Monsignor Enrico Trevisi: “Il vero progresso è condividere gioie e fatiche”

Il vescovo di Trieste, monsignor Enrico Trevisi, ha espresso il suo pensiero sulla morte di ‘Anna’, la donna di 55 anni di Trieste che ha scelto il suicidio assistito con l’assistenza del sistema sanitario nazionale. In un messaggio diffuso, Trevisi ha sottolineato l’importanza di un progresso che si basi sulla condivisione delle gioie e delle fatiche. Secondo il vescovo, “il vero progresso è una società nella quale si condividono gioie e fatiche. Progresso è un’assistenza di qualità, un’adeguata alleanza terapeutica”. Trevisi ha anche aggiunto che “insieme ci si aiuta anche dentro gli anfratti opachi, come sono certe malattie”. Il vescovo ha concluso il suo messaggio affidando Anna al Signore e ricordando la sua fede nel Dio della vita.

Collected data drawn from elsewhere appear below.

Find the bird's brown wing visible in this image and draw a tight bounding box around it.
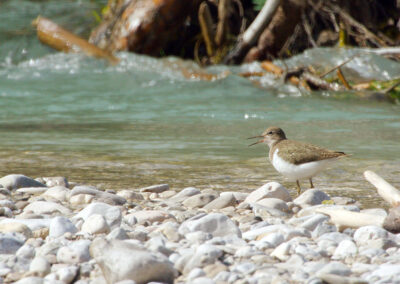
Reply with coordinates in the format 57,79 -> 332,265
276,140 -> 346,165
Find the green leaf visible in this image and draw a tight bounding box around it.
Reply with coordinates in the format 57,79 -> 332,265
253,0 -> 266,11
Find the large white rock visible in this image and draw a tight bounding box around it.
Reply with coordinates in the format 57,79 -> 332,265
73,202 -> 121,229
182,193 -> 217,208
23,201 -> 71,215
182,244 -> 223,274
179,213 -> 241,238
0,174 -> 46,190
255,198 -> 290,212
203,193 -> 236,210
49,216 -> 77,238
332,240 -> 358,259
57,240 -> 91,264
90,238 -> 176,284
245,182 -> 291,203
81,214 -> 110,234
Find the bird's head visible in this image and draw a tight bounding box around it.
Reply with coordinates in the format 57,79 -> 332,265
248,126 -> 286,148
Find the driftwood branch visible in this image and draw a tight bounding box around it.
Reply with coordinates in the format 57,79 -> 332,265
364,170 -> 400,207
316,208 -> 385,231
32,16 -> 119,65
215,0 -> 230,47
223,0 -> 281,64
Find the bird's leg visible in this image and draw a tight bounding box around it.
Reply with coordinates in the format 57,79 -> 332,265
309,178 -> 314,188
296,180 -> 301,196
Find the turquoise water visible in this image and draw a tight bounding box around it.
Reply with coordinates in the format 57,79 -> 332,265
1,0 -> 400,206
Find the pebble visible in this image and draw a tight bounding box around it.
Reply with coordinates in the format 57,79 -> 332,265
0,233 -> 25,254
203,193 -> 236,210
140,184 -> 170,193
42,186 -> 69,202
29,256 -> 51,277
23,201 -> 71,215
73,202 -> 121,229
0,222 -> 33,239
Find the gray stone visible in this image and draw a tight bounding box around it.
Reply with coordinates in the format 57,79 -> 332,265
73,202 -> 121,229
140,184 -> 169,193
189,277 -> 215,284
117,190 -> 144,201
57,240 -> 91,264
179,213 -> 241,238
0,233 -> 24,254
49,216 -> 77,238
187,268 -> 206,281
0,199 -> 16,210
300,214 -> 329,231
0,174 -> 46,190
245,182 -> 292,203
203,193 -> 236,210
255,232 -> 285,249
251,203 -> 289,218
107,227 -> 129,240
294,189 -> 331,207
90,238 -> 176,284
220,191 -> 248,202
69,186 -> 126,205
182,193 -> 218,208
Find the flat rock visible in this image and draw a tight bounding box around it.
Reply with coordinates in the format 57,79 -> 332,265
116,190 -> 144,201
73,202 -> 121,229
69,186 -> 126,205
140,184 -> 169,193
0,218 -> 51,231
0,174 -> 46,190
23,201 -> 71,215
203,193 -> 236,210
90,238 -> 176,284
294,189 -> 331,207
126,210 -> 175,225
245,182 -> 292,203
179,213 -> 241,238
183,193 -> 218,208
172,187 -> 201,201
0,222 -> 32,239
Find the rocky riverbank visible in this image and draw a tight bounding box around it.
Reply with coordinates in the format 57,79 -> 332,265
0,173 -> 399,284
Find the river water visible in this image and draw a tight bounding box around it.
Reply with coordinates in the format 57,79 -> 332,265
1,0 -> 399,207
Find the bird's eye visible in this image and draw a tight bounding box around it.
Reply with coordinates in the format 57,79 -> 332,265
268,131 -> 273,135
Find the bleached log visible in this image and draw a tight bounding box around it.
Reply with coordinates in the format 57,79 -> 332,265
364,170 -> 400,207
316,208 -> 385,231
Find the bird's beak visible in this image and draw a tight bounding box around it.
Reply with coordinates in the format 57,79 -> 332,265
247,135 -> 264,147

La riflessione sulla morte e la sofferenza

Trevisi ha sottolineato la fatica dei malati nel sopportare il dolore fisico e la sofferenza legata alla propria disabilità. Ha anche fatto riferimento alla mancanza di cure palliative adeguate che potrebbero alleviare il dolore dei malati. Secondo il vescovo, “non sempre sono a disposizione le cure palliative che potrebbero essere di grande aiuto”. Trevisi ha anche parlato dell’angoscia che può derivare dall’attesa di una morte che sembra tardare. Ha affermato che “l’angoscia accresce” e ha sottolineato l’importanza di dare un senso alla propria condizione di grave disabilità.

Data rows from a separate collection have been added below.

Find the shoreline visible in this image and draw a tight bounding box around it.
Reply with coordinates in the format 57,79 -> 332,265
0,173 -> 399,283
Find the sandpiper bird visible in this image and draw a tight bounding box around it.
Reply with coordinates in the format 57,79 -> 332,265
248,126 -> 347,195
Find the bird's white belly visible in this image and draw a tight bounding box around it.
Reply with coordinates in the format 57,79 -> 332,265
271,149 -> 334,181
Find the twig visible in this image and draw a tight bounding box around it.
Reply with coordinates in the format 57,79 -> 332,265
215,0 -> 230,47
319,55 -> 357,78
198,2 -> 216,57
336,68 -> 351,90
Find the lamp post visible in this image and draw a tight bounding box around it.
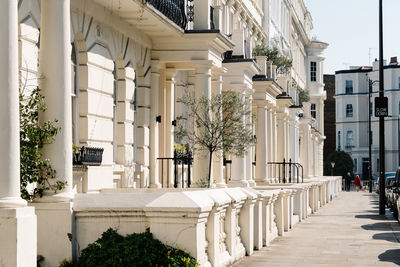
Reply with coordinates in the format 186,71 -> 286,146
368,79 -> 379,193
378,0 -> 386,215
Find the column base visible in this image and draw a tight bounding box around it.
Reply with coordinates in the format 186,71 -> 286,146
0,207 -> 37,267
247,180 -> 256,187
228,180 -> 249,188
149,182 -> 162,189
215,182 -> 227,188
34,190 -> 75,203
30,202 -> 73,267
254,179 -> 270,186
0,196 -> 27,208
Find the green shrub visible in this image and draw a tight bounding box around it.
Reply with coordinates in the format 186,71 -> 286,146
65,228 -> 198,267
19,87 -> 66,201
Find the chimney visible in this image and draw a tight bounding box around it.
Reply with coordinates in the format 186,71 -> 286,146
372,59 -> 387,71
390,56 -> 398,65
255,56 -> 267,76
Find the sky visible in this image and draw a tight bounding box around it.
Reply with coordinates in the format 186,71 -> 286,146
304,0 -> 400,74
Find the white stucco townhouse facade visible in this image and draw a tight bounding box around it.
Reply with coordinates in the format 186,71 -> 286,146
0,0 -> 339,266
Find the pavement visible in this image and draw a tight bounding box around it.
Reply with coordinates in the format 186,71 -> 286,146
233,191 -> 400,267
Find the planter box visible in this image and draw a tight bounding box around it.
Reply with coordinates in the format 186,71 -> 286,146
73,147 -> 104,166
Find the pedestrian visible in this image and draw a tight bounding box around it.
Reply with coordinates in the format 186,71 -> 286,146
354,175 -> 361,192
345,172 -> 351,191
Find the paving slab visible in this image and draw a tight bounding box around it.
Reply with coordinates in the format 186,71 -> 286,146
233,192 -> 400,266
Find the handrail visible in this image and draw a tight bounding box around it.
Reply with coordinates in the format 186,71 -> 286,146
268,158 -> 303,183
157,153 -> 193,188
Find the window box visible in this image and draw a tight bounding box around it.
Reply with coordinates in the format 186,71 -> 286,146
73,146 -> 104,166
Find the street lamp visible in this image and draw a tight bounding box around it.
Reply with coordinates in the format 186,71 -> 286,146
378,0 -> 386,215
369,79 -> 379,193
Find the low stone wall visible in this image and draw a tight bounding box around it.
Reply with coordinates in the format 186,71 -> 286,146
69,176 -> 342,267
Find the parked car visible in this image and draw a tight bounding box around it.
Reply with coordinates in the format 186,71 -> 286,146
387,168 -> 400,219
376,172 -> 396,193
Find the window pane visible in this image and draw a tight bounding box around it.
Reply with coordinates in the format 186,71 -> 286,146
346,130 -> 354,148
311,104 -> 316,118
346,104 -> 353,117
310,62 -> 316,82
345,80 -> 353,94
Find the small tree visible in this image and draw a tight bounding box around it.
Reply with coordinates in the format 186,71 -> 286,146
323,150 -> 354,177
19,87 -> 66,201
253,45 -> 293,75
175,91 -> 253,187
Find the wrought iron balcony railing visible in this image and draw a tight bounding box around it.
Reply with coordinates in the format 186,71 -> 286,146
147,0 -> 188,29
73,146 -> 104,166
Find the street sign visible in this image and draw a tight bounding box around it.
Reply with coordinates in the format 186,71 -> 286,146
331,162 -> 335,168
375,97 -> 388,117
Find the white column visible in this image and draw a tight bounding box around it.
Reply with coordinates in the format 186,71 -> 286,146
229,91 -> 248,187
276,113 -> 286,162
288,119 -> 295,162
272,110 -> 277,163
193,62 -> 213,186
165,69 -> 176,187
212,72 -> 225,187
266,105 -> 273,181
255,101 -> 268,183
150,61 -> 162,188
0,0 -> 26,208
285,116 -> 290,160
0,1 -> 36,266
246,95 -> 256,187
39,0 -> 73,200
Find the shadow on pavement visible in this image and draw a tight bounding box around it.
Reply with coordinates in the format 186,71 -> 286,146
361,222 -> 394,231
355,214 -> 387,220
378,249 -> 400,265
373,232 -> 400,243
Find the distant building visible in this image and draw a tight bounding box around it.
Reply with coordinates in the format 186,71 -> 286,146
335,58 -> 400,180
323,75 -> 336,162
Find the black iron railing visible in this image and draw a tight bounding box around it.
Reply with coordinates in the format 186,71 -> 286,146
147,0 -> 187,29
268,158 -> 303,184
157,152 -> 193,188
73,147 -> 104,166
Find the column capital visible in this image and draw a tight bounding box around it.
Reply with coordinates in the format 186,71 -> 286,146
192,60 -> 214,73
165,68 -> 177,83
255,100 -> 268,107
151,60 -> 162,73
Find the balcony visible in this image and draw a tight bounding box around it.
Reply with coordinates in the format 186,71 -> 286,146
146,0 -> 188,29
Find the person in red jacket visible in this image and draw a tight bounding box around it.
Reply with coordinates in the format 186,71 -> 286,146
354,175 -> 362,192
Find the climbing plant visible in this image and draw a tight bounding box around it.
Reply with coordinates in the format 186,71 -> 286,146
19,87 -> 66,201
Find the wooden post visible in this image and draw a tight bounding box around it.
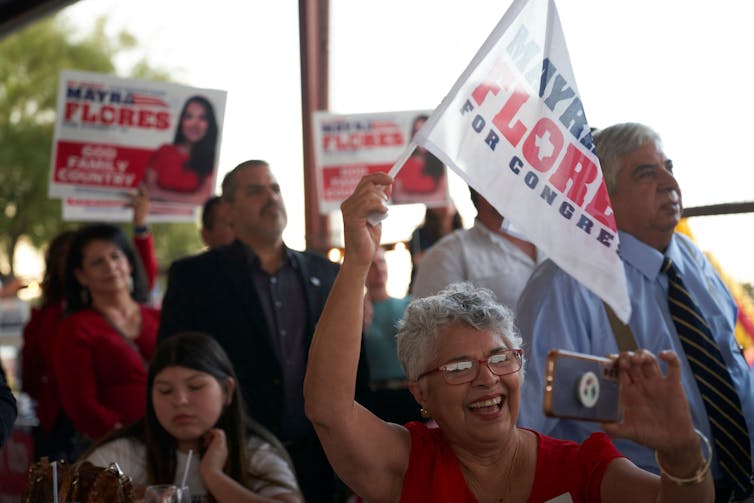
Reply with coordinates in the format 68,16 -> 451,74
683,202 -> 754,218
299,0 -> 331,253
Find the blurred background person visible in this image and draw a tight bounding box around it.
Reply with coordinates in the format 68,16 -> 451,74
53,223 -> 159,454
21,189 -> 156,460
144,95 -> 219,205
21,229 -> 75,460
0,275 -> 23,298
0,361 -> 16,449
84,332 -> 301,503
0,272 -> 29,332
407,202 -> 463,293
364,247 -> 419,425
201,195 -> 234,249
412,187 -> 539,310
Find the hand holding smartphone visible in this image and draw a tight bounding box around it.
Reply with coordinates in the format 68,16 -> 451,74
543,349 -> 622,423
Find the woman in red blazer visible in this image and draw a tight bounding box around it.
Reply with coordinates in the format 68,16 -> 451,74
53,223 -> 159,448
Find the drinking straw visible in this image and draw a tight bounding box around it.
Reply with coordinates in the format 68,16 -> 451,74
52,461 -> 58,503
181,449 -> 193,490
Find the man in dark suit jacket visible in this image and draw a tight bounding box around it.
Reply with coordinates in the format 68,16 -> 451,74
159,160 -> 372,502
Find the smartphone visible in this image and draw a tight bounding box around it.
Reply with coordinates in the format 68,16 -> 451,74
543,349 -> 622,423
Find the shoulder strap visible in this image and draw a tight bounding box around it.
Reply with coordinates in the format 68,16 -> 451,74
603,301 -> 638,352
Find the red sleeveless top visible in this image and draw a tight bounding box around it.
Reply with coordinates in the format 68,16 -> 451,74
400,422 -> 622,502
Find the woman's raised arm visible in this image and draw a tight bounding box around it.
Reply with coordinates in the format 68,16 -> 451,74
304,173 -> 411,502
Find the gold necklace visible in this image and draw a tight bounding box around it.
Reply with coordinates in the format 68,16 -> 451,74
498,436 -> 520,503
464,433 -> 521,503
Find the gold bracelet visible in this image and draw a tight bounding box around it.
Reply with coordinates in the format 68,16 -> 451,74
655,428 -> 712,486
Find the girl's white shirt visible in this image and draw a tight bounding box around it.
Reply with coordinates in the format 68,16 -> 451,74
86,435 -> 298,500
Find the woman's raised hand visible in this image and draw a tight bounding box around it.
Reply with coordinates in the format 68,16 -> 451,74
340,173 -> 393,268
601,350 -> 701,462
127,184 -> 150,227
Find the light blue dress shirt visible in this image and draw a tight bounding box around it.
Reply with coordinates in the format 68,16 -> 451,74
515,231 -> 754,477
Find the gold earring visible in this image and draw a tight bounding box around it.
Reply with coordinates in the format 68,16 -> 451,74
420,407 -> 431,419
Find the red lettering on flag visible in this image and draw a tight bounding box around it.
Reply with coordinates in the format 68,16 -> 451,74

Il silenzio e la preghiera di fronte al mistero della morte

Trevisi ha ricordato che in passato i vescovi del Triveneto hanno espresso la loro riflessione sul suicidio assistito e sulla pressione politica e mediatica a favore dell’eutanasia. Ha anche menzionato i dubbi sulla corretta interpretazione e applicazione della sentenza 242/2019 della Corte costituzionale. Tuttavia, di fronte al mistero della morte, il vescovo ha ritenuto opportuno mantenere il silenzio e la preghiera. Ha sottolineato l’importanza di interrogarsi sul ruolo della società e della comunità cristiana nel accompagnare i malati gravi. Ha concluso affermando che è necessario chiedersi se si sta facendo abbastanza per evitare che i malati si sentano un peso o uno scarto, o se si stanno considerando solo come un costo economico.